Vaclav Havel
(1936-2011), playwright, poet, political dissident and president of the Czech
Republic, was several times imprisoned between 1970 and 1989. In this period of
extreme solitude he had time to read a lot of books and to think about philosophical
themes such as the relationship
between human identity and immortality.
He wrote letters to his wife Olga* from his cell in which he
described the discomfort, his pains and sickness under the unhealthy conditions
in prison. But in spite of everything there was one thing that could give him a
feeling of harmony and mental balance he wrote and that was
making tea by himself. The daily cup of Earl Grey gave him solace and a little sense of freedom.
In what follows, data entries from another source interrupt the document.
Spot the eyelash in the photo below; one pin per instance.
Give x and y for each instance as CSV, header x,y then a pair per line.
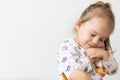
x,y
93,35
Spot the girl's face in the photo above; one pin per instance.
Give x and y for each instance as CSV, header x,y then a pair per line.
x,y
93,33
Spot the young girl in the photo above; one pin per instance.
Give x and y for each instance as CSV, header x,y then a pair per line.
x,y
88,56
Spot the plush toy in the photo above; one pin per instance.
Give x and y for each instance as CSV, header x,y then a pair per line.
x,y
99,68
64,76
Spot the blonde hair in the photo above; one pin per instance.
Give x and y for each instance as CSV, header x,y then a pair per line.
x,y
99,9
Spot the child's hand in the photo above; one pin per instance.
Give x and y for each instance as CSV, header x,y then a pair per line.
x,y
97,53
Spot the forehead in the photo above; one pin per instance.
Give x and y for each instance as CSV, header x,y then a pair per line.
x,y
99,25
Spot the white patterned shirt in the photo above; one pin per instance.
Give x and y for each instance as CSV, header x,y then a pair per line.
x,y
70,57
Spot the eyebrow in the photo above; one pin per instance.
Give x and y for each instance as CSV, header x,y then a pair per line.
x,y
97,33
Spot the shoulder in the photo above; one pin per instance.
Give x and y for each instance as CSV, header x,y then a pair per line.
x,y
68,45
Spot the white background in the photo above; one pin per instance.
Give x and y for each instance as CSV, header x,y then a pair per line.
x,y
32,30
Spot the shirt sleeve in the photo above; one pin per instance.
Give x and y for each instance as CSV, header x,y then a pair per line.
x,y
70,59
111,65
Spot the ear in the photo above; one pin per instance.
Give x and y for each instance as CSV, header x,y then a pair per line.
x,y
78,24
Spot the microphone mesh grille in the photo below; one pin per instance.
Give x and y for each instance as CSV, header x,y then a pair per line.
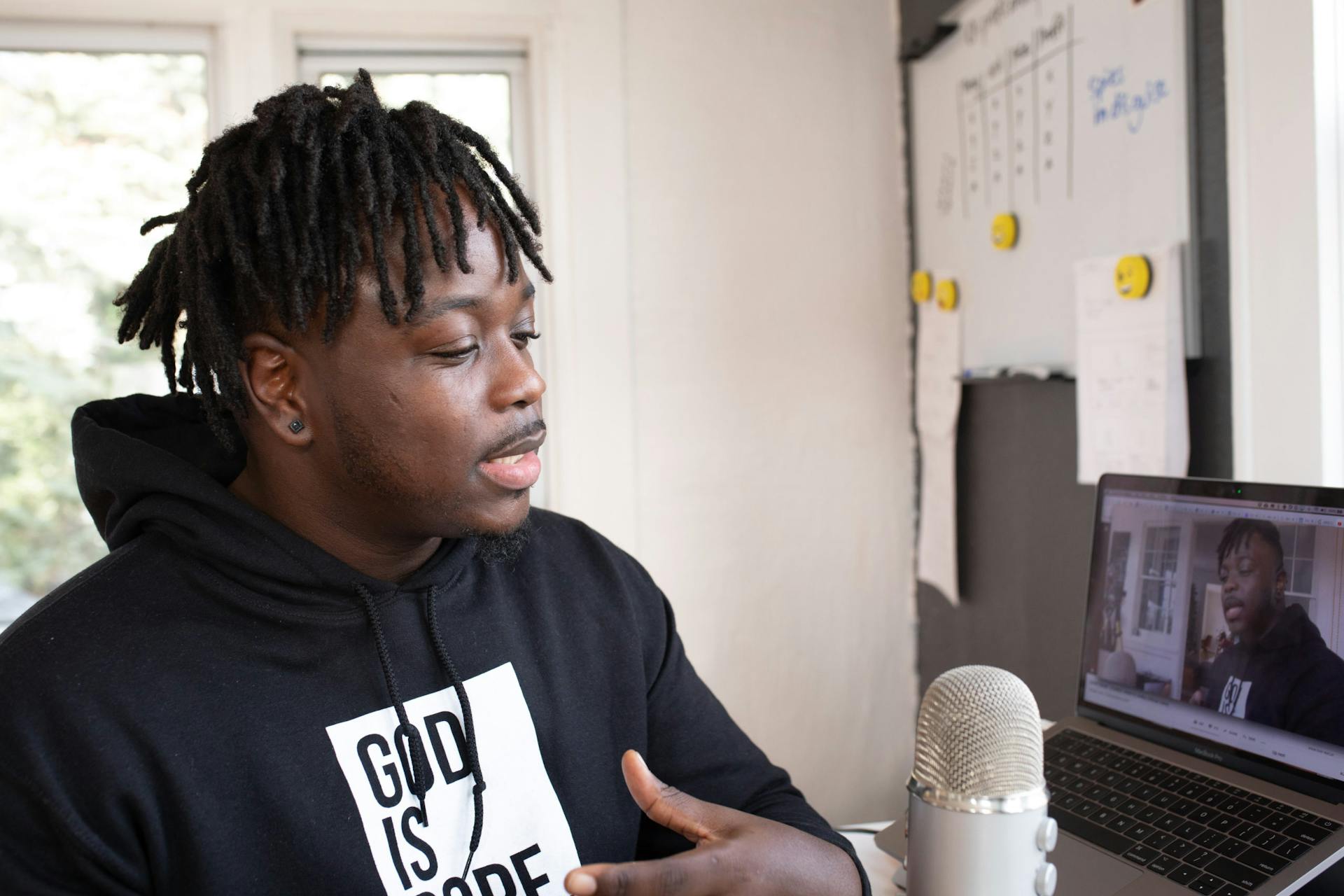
x,y
979,734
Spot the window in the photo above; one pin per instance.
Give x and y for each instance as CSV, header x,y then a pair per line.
x,y
486,88
1298,566
102,127
1158,578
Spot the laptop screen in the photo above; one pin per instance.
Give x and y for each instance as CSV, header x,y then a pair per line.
x,y
1221,615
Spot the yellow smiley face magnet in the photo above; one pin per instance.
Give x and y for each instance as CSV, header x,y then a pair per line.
x,y
921,286
1003,230
946,295
1133,277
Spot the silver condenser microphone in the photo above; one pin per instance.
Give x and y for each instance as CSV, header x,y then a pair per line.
x,y
977,822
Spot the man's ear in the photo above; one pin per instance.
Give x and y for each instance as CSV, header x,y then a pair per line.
x,y
272,372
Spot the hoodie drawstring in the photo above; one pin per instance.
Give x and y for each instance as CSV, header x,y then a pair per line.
x,y
417,746
472,758
417,783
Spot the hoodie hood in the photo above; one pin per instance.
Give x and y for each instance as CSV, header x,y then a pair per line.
x,y
151,465
1294,630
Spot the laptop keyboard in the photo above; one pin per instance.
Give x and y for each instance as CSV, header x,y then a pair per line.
x,y
1203,833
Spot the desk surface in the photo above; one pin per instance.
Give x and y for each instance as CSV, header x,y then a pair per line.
x,y
881,867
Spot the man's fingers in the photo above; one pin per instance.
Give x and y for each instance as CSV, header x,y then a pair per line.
x,y
668,806
685,875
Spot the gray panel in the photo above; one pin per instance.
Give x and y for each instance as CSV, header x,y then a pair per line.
x,y
1025,524
1025,535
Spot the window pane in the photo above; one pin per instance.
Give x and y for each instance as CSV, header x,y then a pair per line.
x,y
477,99
1301,580
1306,542
1288,538
92,146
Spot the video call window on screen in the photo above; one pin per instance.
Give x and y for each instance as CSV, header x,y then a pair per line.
x,y
1224,612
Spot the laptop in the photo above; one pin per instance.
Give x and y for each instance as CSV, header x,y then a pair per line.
x,y
1208,750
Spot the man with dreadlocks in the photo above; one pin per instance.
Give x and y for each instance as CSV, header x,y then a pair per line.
x,y
330,617
1277,669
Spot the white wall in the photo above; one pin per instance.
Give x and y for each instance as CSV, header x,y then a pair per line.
x,y
722,195
772,396
1285,296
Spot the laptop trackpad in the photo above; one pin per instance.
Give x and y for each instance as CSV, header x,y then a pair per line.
x,y
1085,871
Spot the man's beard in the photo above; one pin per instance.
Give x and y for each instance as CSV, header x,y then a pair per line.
x,y
503,548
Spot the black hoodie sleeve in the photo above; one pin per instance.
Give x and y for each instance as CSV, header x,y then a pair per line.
x,y
695,746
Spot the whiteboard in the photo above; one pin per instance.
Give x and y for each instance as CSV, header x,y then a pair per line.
x,y
1072,115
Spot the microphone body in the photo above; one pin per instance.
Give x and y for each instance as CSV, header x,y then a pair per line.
x,y
961,853
977,822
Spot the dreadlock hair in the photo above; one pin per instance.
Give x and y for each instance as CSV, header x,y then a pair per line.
x,y
276,223
1238,532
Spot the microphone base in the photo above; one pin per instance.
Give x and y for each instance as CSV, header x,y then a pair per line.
x,y
976,853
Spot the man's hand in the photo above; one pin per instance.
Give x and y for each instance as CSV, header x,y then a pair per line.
x,y
734,852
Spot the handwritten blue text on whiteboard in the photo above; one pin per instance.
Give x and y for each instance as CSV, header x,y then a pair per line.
x,y
1112,99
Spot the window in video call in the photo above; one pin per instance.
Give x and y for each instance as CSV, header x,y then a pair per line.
x,y
1224,620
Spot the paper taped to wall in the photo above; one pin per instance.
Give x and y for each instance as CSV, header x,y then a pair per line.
x,y
1132,415
937,409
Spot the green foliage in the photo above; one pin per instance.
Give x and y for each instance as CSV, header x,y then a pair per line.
x,y
93,144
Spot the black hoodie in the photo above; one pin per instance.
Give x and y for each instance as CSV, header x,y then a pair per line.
x,y
214,707
1289,680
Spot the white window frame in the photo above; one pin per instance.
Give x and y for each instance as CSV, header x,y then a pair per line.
x,y
384,55
387,54
1167,580
1328,62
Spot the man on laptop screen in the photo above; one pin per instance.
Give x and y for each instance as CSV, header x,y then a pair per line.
x,y
1277,669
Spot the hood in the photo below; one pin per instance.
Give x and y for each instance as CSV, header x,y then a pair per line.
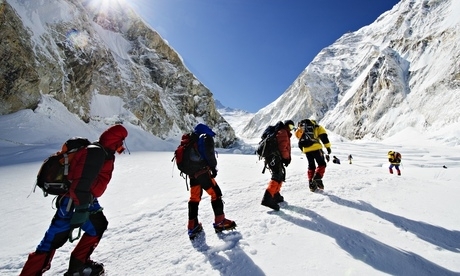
x,y
203,129
113,137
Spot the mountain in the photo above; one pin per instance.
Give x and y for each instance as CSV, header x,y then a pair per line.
x,y
86,54
400,71
367,221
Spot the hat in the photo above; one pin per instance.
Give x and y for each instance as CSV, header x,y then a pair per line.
x,y
113,137
203,129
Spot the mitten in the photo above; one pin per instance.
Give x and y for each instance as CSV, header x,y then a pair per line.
x,y
80,216
213,172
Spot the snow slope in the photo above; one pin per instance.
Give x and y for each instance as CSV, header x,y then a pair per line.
x,y
367,222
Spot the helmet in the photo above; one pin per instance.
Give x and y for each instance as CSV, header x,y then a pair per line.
x,y
290,124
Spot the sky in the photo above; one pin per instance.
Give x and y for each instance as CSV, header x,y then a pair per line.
x,y
249,52
367,221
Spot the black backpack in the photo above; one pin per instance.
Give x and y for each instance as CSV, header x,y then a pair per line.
x,y
187,156
308,136
52,176
268,146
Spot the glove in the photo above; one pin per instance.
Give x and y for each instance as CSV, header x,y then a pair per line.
x,y
286,162
213,172
80,216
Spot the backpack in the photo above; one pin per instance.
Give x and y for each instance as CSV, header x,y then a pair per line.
x,y
308,136
187,156
52,176
268,145
394,156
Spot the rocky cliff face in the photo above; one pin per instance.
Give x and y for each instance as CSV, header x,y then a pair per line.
x,y
400,71
74,51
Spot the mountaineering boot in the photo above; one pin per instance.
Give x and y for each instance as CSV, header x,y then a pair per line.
x,y
269,201
278,198
90,268
194,228
312,185
318,181
225,224
319,184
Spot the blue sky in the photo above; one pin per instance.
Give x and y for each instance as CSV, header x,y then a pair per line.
x,y
248,52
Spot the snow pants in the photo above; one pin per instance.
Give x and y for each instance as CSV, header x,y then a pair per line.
x,y
198,184
315,157
58,234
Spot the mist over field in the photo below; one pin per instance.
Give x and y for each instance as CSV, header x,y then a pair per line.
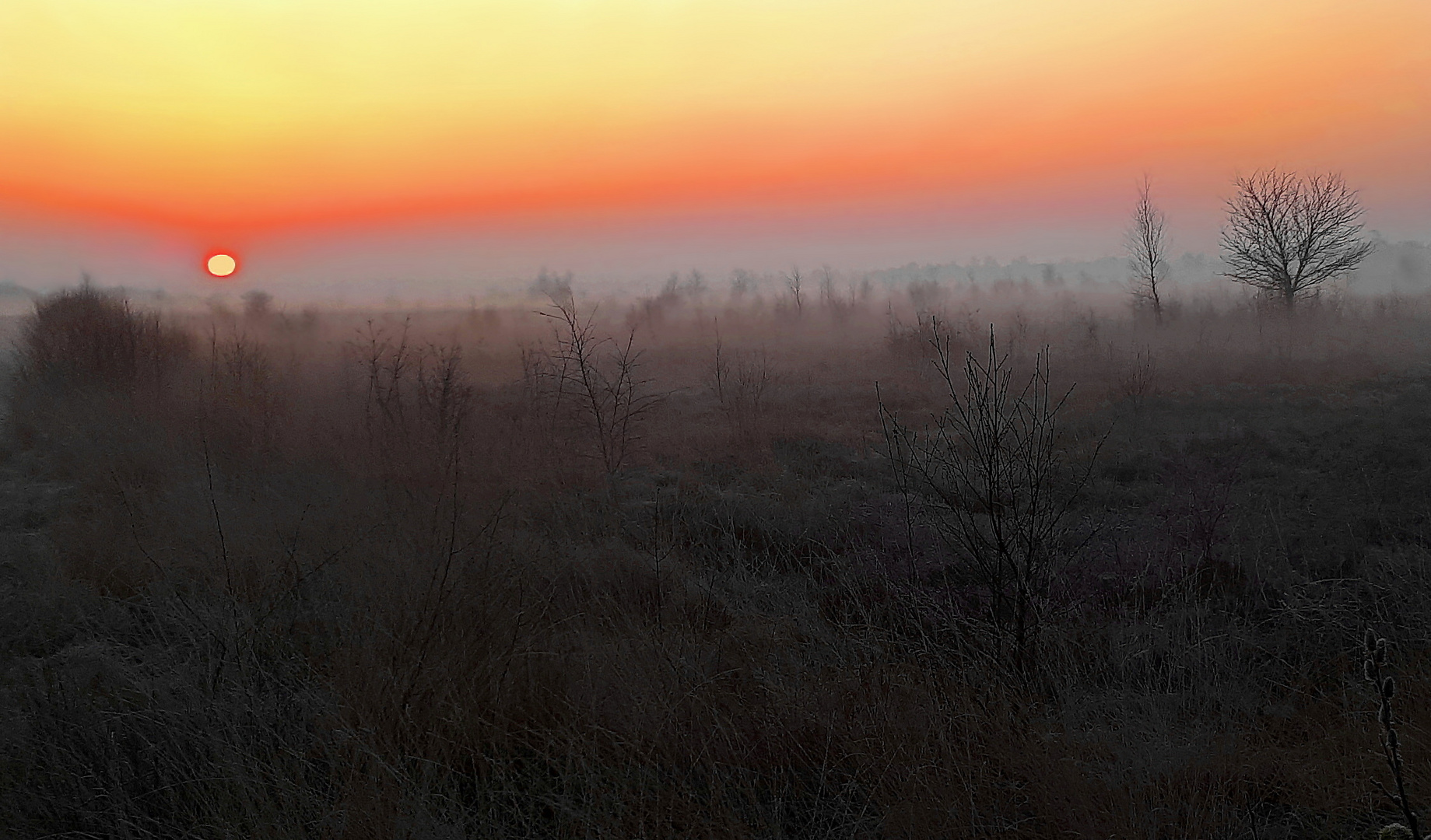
x,y
717,420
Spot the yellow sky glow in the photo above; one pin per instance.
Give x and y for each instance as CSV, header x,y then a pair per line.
x,y
251,115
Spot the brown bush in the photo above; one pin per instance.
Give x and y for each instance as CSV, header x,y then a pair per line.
x,y
97,337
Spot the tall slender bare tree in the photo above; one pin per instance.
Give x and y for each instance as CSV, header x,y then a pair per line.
x,y
1289,233
1146,252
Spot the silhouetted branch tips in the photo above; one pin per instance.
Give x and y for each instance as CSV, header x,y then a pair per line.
x,y
1287,233
1386,688
1148,252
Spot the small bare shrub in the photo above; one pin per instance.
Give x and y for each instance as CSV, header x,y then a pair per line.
x,y
96,337
998,484
1386,688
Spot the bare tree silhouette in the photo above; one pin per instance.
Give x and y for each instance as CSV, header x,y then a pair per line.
x,y
1146,250
1289,233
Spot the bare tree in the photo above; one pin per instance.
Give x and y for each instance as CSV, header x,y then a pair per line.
x,y
996,482
1146,252
793,282
612,394
1289,233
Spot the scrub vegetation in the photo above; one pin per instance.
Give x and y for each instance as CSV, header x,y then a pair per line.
x,y
787,562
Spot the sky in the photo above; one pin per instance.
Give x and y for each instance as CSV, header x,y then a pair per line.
x,y
437,143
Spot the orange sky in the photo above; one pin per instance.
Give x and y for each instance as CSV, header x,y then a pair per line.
x,y
242,121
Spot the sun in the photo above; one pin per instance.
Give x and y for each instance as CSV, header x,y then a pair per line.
x,y
222,265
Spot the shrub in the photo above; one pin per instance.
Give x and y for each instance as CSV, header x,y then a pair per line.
x,y
99,338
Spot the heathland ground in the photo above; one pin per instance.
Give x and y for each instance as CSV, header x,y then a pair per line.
x,y
523,572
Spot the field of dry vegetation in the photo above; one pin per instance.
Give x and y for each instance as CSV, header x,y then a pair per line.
x,y
753,570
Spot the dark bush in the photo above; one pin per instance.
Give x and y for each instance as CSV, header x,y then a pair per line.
x,y
96,337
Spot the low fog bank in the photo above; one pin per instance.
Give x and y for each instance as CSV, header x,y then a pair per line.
x,y
1401,268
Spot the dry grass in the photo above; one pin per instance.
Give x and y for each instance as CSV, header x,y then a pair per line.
x,y
354,576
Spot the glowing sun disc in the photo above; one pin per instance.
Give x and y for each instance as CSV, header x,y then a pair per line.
x,y
222,265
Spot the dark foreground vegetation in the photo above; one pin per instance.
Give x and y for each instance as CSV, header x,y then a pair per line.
x,y
489,574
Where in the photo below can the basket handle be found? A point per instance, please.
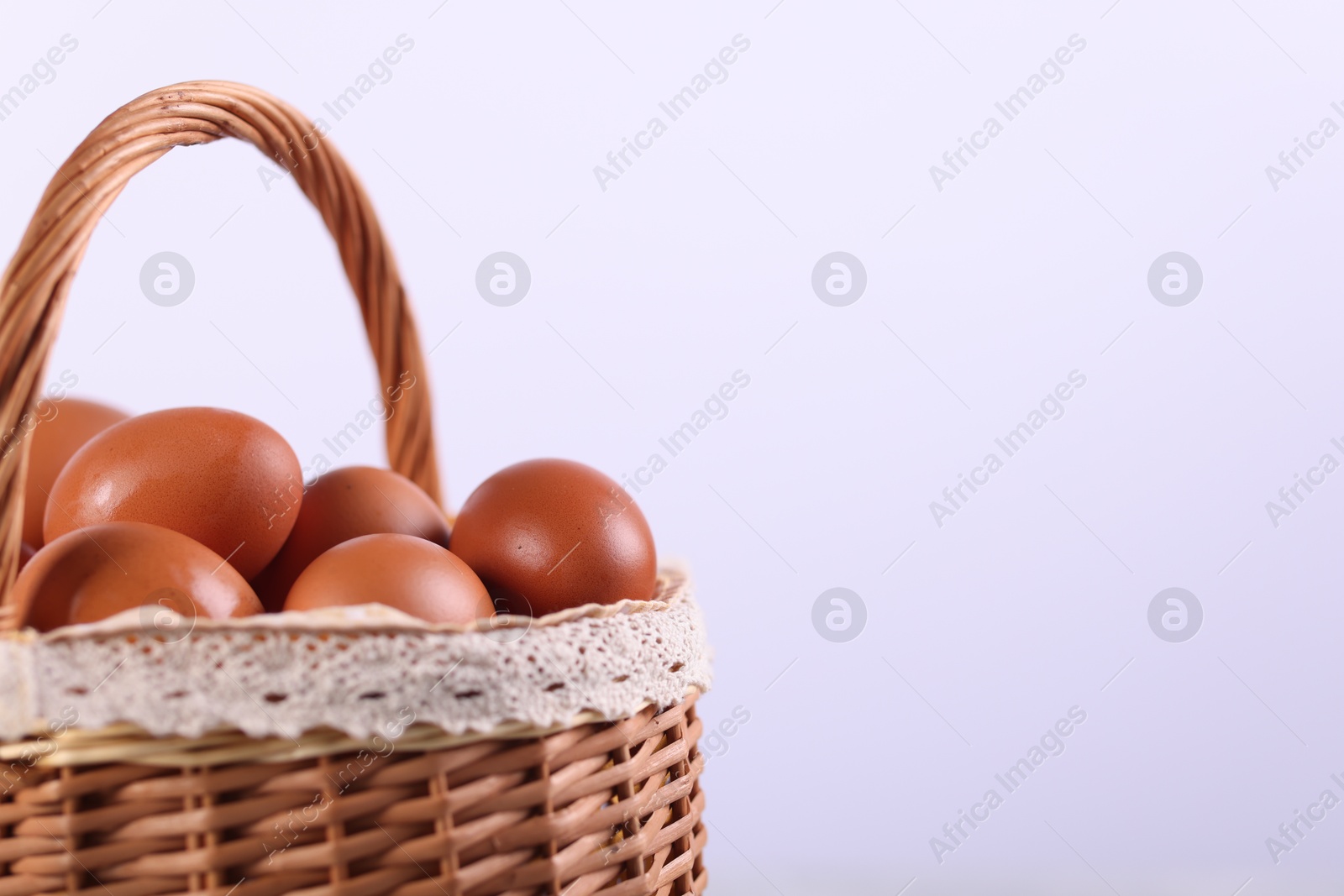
(37, 282)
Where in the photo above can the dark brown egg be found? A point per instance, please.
(342, 506)
(223, 479)
(54, 443)
(548, 535)
(401, 571)
(102, 570)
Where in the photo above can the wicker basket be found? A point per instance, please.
(597, 805)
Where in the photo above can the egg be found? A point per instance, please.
(342, 506)
(401, 571)
(548, 535)
(54, 443)
(105, 569)
(221, 477)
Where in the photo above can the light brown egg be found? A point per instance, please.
(400, 571)
(342, 506)
(221, 477)
(54, 443)
(102, 570)
(548, 535)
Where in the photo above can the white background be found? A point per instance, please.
(1028, 265)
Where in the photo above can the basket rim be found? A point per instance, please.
(131, 745)
(674, 587)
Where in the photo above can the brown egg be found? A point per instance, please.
(223, 479)
(549, 535)
(54, 443)
(342, 506)
(102, 570)
(401, 571)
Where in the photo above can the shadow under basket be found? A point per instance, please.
(105, 799)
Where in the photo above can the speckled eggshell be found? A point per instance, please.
(102, 570)
(342, 506)
(54, 443)
(221, 477)
(549, 535)
(401, 571)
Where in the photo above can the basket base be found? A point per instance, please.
(606, 808)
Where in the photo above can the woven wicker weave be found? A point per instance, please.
(608, 808)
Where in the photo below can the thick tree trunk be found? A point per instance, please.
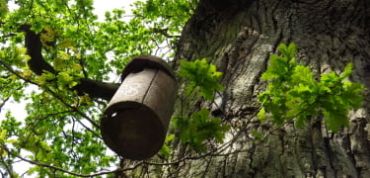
(238, 36)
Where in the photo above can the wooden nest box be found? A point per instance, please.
(135, 122)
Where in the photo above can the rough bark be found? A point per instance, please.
(238, 36)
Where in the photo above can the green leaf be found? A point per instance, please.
(293, 93)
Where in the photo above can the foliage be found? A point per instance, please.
(199, 74)
(293, 93)
(194, 130)
(200, 127)
(60, 127)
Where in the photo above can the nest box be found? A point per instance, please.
(135, 122)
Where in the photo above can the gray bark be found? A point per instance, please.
(238, 36)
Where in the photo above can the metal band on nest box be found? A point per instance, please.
(135, 123)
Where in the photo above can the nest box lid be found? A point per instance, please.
(140, 63)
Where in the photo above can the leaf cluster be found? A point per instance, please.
(200, 127)
(200, 74)
(293, 93)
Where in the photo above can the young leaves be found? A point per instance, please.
(292, 92)
(199, 128)
(201, 75)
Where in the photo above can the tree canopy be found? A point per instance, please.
(60, 60)
(65, 65)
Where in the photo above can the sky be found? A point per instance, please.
(18, 109)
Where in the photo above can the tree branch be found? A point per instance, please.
(38, 65)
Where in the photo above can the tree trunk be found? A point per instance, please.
(239, 36)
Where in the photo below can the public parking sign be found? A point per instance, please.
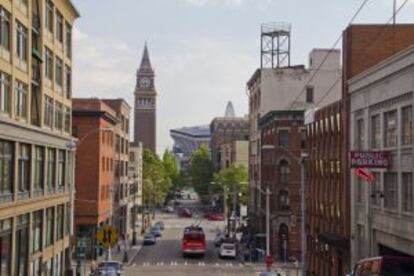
(370, 159)
(107, 235)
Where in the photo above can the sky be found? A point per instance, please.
(203, 51)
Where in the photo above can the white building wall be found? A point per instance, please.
(385, 87)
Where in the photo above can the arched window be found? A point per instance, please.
(284, 171)
(284, 201)
(283, 242)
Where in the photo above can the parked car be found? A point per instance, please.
(160, 225)
(194, 241)
(228, 249)
(385, 266)
(110, 268)
(185, 212)
(215, 217)
(155, 231)
(149, 239)
(219, 239)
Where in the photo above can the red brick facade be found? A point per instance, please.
(327, 193)
(93, 124)
(282, 136)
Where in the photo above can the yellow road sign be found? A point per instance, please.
(107, 235)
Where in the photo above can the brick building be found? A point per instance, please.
(327, 192)
(283, 140)
(36, 160)
(330, 249)
(225, 130)
(94, 125)
(123, 199)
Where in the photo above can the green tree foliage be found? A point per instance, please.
(155, 182)
(201, 170)
(232, 179)
(170, 168)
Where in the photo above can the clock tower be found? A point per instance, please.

And as he wrote on the 27th of October
1980, he don’t made tea only for himself, but in order to survive, in his
thoughts he actually made tea symbolic for his love Olga, for his family, his
friends, for outsiders, for the world.
Today, I have also made
Earl Grey. Earl Grey is a blend of black tea, flavoured with
oil of the rind of the bergamot orange. It’s a pretty pithy tea with a
pronounced citrus taste.
He is named after Lord
Charles Grey the 2nd, British Prime Minister in the 1830s. A legend
tells how the blend was created by accident when a gift for Charles Grey of tea
and bergamot oranges were shipped together from China to England and the fruit
flavour was absorbed by the tea during shipping.